“Saudi Arabia has beheaded a Syrian drug trafficker, rocketing the number of this year’s executions in the Kingdom to 100. This figure is already more than the 87 sentenced and put to death in the country during the whole of last year,” RT reports.
The execution took place on Monday in the northern region of Jawf. Syrian Ismael al-Tawm smuggled“a large amount of banned amphetamine pills into the kingdom,” the Saudi Interior Ministry said in a statement, as cited by AFP.
“The 100th execution has surpassed the 87 recorded by AFP in 2014, but is still some way below the highest figure of 192, recorded by the human rights group Amnesty International in 1995,” according to RT.

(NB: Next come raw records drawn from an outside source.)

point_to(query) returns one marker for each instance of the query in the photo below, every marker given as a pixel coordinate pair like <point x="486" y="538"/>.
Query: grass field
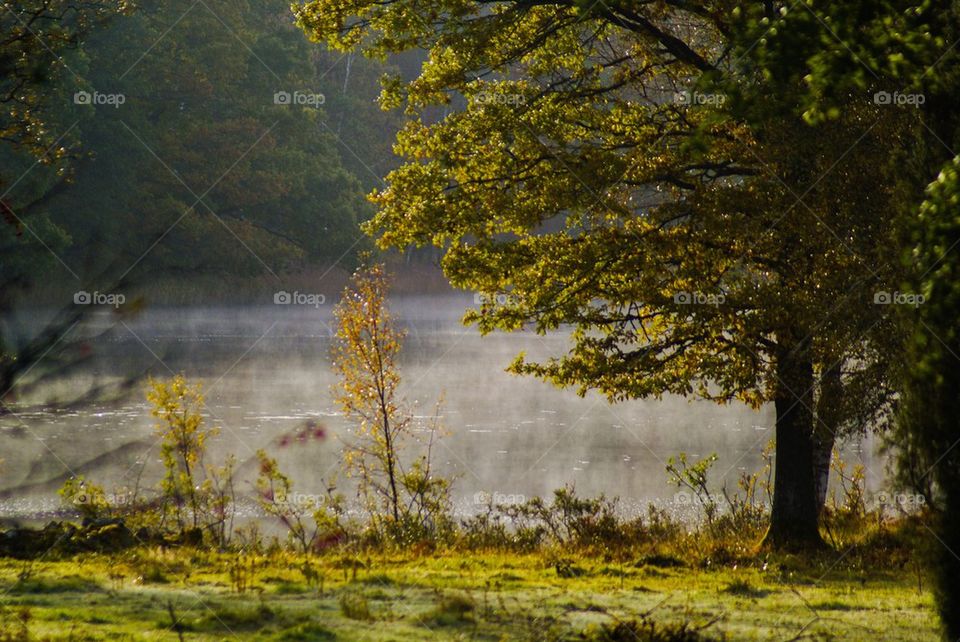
<point x="154" y="594"/>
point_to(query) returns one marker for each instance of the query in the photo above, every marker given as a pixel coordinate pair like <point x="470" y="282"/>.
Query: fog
<point x="266" y="371"/>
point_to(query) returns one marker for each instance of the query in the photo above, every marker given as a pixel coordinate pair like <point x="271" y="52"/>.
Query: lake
<point x="266" y="371"/>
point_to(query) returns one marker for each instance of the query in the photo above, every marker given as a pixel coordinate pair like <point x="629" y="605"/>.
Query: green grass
<point x="453" y="596"/>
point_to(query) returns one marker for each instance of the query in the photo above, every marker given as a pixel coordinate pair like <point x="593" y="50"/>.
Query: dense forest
<point x="177" y="145"/>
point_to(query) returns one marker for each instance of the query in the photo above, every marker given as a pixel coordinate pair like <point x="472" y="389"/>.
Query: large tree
<point x="590" y="169"/>
<point x="904" y="55"/>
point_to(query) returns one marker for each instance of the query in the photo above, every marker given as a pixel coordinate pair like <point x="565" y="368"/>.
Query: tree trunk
<point x="794" y="518"/>
<point x="825" y="430"/>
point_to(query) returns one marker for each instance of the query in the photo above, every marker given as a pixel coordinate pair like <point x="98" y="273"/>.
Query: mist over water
<point x="266" y="372"/>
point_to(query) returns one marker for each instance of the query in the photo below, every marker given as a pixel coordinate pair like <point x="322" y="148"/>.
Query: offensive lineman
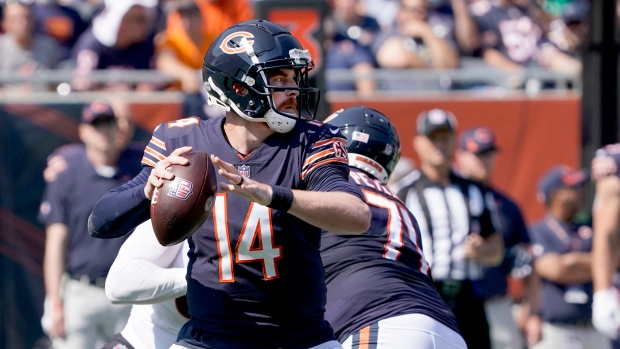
<point x="379" y="289"/>
<point x="606" y="244"/>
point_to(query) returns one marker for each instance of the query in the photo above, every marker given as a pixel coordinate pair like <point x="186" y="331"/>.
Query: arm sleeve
<point x="487" y="226"/>
<point x="53" y="208"/>
<point x="144" y="272"/>
<point x="121" y="209"/>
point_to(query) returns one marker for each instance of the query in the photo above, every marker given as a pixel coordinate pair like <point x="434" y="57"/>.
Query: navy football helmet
<point x="243" y="54"/>
<point x="372" y="140"/>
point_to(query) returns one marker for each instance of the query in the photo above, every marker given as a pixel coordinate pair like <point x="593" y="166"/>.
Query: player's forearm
<point x="491" y="252"/>
<point x="141" y="282"/>
<point x="54" y="260"/>
<point x="337" y="212"/>
<point x="121" y="209"/>
<point x="466" y="30"/>
<point x="602" y="266"/>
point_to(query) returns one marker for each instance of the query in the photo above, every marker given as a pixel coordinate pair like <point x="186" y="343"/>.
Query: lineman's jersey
<point x="611" y="154"/>
<point x="381" y="273"/>
<point x="255" y="275"/>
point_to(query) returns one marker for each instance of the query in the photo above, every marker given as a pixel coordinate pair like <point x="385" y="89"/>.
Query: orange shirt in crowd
<point x="217" y="16"/>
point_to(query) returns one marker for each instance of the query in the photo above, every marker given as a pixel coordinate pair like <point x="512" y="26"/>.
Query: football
<point x="184" y="203"/>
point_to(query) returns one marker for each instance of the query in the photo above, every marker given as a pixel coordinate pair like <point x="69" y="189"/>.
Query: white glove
<point x="606" y="312"/>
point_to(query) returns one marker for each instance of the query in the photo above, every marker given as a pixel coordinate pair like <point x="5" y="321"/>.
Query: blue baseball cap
<point x="97" y="111"/>
<point x="560" y="177"/>
<point x="478" y="140"/>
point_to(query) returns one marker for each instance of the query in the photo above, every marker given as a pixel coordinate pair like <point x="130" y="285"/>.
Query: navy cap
<point x="97" y="110"/>
<point x="478" y="140"/>
<point x="560" y="177"/>
<point x="433" y="120"/>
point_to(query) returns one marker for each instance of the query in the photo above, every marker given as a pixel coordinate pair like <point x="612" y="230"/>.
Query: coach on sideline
<point x="458" y="236"/>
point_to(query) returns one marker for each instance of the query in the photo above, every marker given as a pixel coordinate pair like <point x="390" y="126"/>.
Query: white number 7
<point x="257" y="228"/>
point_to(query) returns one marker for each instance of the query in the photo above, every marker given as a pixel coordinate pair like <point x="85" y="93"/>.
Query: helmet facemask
<point x="258" y="105"/>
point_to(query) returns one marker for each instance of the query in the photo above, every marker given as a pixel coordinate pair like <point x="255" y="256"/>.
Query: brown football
<point x="184" y="203"/>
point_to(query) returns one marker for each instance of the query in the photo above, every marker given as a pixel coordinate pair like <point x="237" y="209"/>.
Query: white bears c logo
<point x="228" y="47"/>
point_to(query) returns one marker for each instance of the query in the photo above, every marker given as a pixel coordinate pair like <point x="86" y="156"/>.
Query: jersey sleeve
<point x="488" y="225"/>
<point x="326" y="165"/>
<point x="143" y="271"/>
<point x="53" y="206"/>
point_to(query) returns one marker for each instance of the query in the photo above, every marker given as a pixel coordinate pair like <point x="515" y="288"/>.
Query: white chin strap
<point x="276" y="122"/>
<point x="279" y="123"/>
<point x="368" y="165"/>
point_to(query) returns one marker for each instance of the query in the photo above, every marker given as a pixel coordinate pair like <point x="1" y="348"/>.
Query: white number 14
<point x="257" y="231"/>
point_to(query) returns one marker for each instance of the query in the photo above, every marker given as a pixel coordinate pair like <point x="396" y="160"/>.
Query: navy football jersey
<point x="70" y="197"/>
<point x="564" y="303"/>
<point x="510" y="30"/>
<point x="381" y="273"/>
<point x="255" y="276"/>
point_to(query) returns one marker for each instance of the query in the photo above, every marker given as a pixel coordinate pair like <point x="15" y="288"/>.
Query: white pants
<point x="413" y="331"/>
<point x="571" y="337"/>
<point x="326" y="345"/>
<point x="504" y="331"/>
<point x="90" y="318"/>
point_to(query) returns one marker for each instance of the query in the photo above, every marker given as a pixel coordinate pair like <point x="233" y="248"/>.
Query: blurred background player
<point x="379" y="292"/>
<point x="255" y="276"/>
<point x="152" y="278"/>
<point x="458" y="235"/>
<point x="561" y="249"/>
<point x="77" y="312"/>
<point x="475" y="158"/>
<point x="606" y="246"/>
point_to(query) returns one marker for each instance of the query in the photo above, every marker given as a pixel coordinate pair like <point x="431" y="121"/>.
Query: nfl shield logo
<point x="244" y="170"/>
<point x="180" y="188"/>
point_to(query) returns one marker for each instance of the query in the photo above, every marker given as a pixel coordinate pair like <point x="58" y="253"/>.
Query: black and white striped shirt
<point x="446" y="215"/>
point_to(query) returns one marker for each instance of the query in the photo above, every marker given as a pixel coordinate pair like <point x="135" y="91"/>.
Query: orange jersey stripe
<point x="158" y="143"/>
<point x="154" y="153"/>
<point x="365" y="338"/>
<point x="320" y="163"/>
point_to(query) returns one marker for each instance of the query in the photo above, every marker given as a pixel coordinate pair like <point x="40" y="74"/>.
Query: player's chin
<point x="290" y="111"/>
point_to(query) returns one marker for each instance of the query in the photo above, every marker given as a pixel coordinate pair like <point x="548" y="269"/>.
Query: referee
<point x="458" y="236"/>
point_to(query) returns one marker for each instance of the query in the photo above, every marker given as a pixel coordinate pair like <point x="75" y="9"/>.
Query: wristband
<point x="281" y="199"/>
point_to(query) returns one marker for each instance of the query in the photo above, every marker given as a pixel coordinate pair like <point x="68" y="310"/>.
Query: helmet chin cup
<point x="279" y="123"/>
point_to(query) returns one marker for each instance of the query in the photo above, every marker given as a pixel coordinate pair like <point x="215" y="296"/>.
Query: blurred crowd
<point x="361" y="37"/>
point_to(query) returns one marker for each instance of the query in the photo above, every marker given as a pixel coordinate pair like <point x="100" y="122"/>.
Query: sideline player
<point x="255" y="277"/>
<point x="379" y="292"/>
<point x="152" y="278"/>
<point x="606" y="243"/>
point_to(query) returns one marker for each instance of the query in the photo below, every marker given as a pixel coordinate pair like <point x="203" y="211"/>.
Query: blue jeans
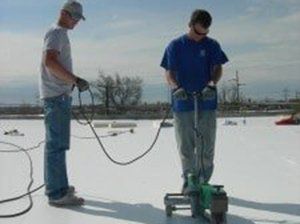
<point x="184" y="132"/>
<point x="57" y="111"/>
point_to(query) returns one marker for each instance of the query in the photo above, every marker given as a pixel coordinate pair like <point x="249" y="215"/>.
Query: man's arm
<point x="216" y="73"/>
<point x="51" y="62"/>
<point x="170" y="77"/>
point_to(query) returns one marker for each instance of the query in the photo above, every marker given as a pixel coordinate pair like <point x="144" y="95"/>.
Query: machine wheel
<point x="195" y="206"/>
<point x="169" y="210"/>
<point x="218" y="218"/>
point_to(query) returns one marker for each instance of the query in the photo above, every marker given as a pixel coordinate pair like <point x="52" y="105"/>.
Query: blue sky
<point x="260" y="37"/>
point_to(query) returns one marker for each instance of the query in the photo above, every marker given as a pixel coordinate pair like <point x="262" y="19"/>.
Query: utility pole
<point x="286" y="93"/>
<point x="237" y="85"/>
<point x="107" y="87"/>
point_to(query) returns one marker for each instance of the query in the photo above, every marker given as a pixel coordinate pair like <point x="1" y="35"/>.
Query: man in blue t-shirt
<point x="193" y="63"/>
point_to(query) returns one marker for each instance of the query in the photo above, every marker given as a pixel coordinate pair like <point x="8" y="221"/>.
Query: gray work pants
<point x="184" y="133"/>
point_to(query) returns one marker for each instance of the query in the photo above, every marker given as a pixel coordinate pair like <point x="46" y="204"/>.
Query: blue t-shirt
<point x="192" y="64"/>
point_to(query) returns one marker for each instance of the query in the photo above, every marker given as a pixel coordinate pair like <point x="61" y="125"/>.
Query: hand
<point x="209" y="92"/>
<point x="82" y="84"/>
<point x="179" y="94"/>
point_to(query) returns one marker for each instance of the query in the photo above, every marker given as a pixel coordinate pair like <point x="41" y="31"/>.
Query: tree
<point x="127" y="91"/>
<point x="118" y="91"/>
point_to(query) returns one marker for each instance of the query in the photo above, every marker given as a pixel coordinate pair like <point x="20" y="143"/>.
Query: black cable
<point x="89" y="121"/>
<point x="28" y="187"/>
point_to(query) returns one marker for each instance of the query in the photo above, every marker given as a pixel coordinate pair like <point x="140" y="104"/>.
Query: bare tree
<point x="127" y="91"/>
<point x="118" y="91"/>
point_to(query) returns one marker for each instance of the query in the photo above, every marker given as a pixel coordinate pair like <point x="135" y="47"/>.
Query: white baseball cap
<point x="74" y="8"/>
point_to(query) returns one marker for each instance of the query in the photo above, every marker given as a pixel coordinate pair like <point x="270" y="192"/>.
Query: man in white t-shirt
<point x="56" y="83"/>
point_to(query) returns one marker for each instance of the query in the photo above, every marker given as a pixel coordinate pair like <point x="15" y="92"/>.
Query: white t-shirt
<point x="50" y="86"/>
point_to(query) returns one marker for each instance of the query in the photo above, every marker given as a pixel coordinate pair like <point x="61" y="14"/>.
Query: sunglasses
<point x="200" y="33"/>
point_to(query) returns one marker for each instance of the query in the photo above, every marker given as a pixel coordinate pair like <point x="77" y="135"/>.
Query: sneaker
<point x="68" y="200"/>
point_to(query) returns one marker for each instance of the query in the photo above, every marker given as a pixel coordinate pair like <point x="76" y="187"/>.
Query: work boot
<point x="68" y="200"/>
<point x="71" y="190"/>
<point x="184" y="187"/>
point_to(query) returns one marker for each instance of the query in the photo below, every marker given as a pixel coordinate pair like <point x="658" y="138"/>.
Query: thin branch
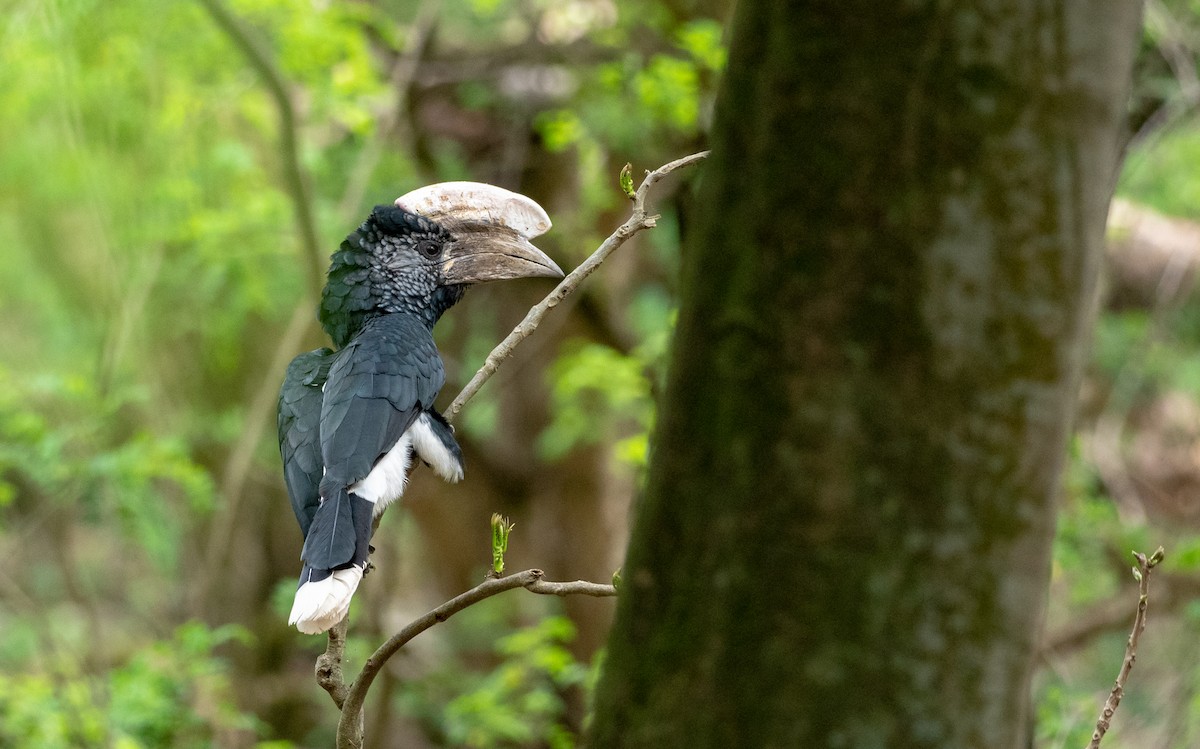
<point x="637" y="221"/>
<point x="1145" y="567"/>
<point x="349" y="725"/>
<point x="329" y="664"/>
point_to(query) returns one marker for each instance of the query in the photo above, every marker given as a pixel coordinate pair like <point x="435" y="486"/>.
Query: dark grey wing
<point x="387" y="376"/>
<point x="299" y="421"/>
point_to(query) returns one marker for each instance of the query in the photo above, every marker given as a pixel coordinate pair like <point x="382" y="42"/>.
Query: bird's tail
<point x="335" y="555"/>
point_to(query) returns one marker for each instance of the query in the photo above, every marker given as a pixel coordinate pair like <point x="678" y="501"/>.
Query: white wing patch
<point x="387" y="480"/>
<point x="431" y="450"/>
<point x="322" y="604"/>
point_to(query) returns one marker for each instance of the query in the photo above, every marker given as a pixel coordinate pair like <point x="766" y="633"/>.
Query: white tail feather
<point x="322" y="604"/>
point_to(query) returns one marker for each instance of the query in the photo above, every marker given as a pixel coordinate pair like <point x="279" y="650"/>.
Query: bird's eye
<point x="429" y="247"/>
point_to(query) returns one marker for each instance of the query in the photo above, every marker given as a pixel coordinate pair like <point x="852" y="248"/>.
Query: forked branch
<point x="349" y="725"/>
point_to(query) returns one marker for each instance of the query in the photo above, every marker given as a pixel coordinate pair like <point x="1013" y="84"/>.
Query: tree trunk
<point x="845" y="534"/>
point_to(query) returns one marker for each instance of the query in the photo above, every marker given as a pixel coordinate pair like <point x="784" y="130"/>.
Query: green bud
<point x="627" y="180"/>
<point x="501" y="529"/>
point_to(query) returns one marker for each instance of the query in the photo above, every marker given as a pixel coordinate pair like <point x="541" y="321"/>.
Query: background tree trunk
<point x="845" y="534"/>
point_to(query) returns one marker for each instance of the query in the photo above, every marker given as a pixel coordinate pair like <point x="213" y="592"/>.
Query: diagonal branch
<point x="637" y="221"/>
<point x="349" y="725"/>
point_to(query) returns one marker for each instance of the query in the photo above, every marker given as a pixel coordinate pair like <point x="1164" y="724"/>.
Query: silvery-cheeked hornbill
<point x="353" y="418"/>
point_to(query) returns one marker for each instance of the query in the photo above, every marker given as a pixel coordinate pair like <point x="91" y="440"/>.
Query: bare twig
<point x="1145" y="565"/>
<point x="637" y="221"/>
<point x="329" y="664"/>
<point x="349" y="726"/>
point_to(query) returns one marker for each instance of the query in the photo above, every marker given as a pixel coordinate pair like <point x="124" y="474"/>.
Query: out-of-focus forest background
<point x="159" y="269"/>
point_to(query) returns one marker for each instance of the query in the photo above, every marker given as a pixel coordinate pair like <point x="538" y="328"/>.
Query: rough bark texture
<point x="845" y="534"/>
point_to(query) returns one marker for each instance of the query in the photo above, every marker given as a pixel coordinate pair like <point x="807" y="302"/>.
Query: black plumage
<point x="352" y="419"/>
<point x="299" y="426"/>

“Almost half of the executions carried out so far this year have been for drug-related offences, which don’t fall into a recognized international category of ‘most serious crimes,’ and the use of the death penalty for such offences violates international law,” Amnesty International reported on its website.
“If it continues at this pace we will have double the number of executions, or more than double the number of executions, that we had last year,” Christof Heyns, told AFP at the end of May.
It’s worth mentioning that today Saudi Arabia has marked another historical event. The country’s stock market, valued at $585 billion, opened up to direct foreign investment for the first time in history, as the kingdom seeks an economic boost amid low global oil prices.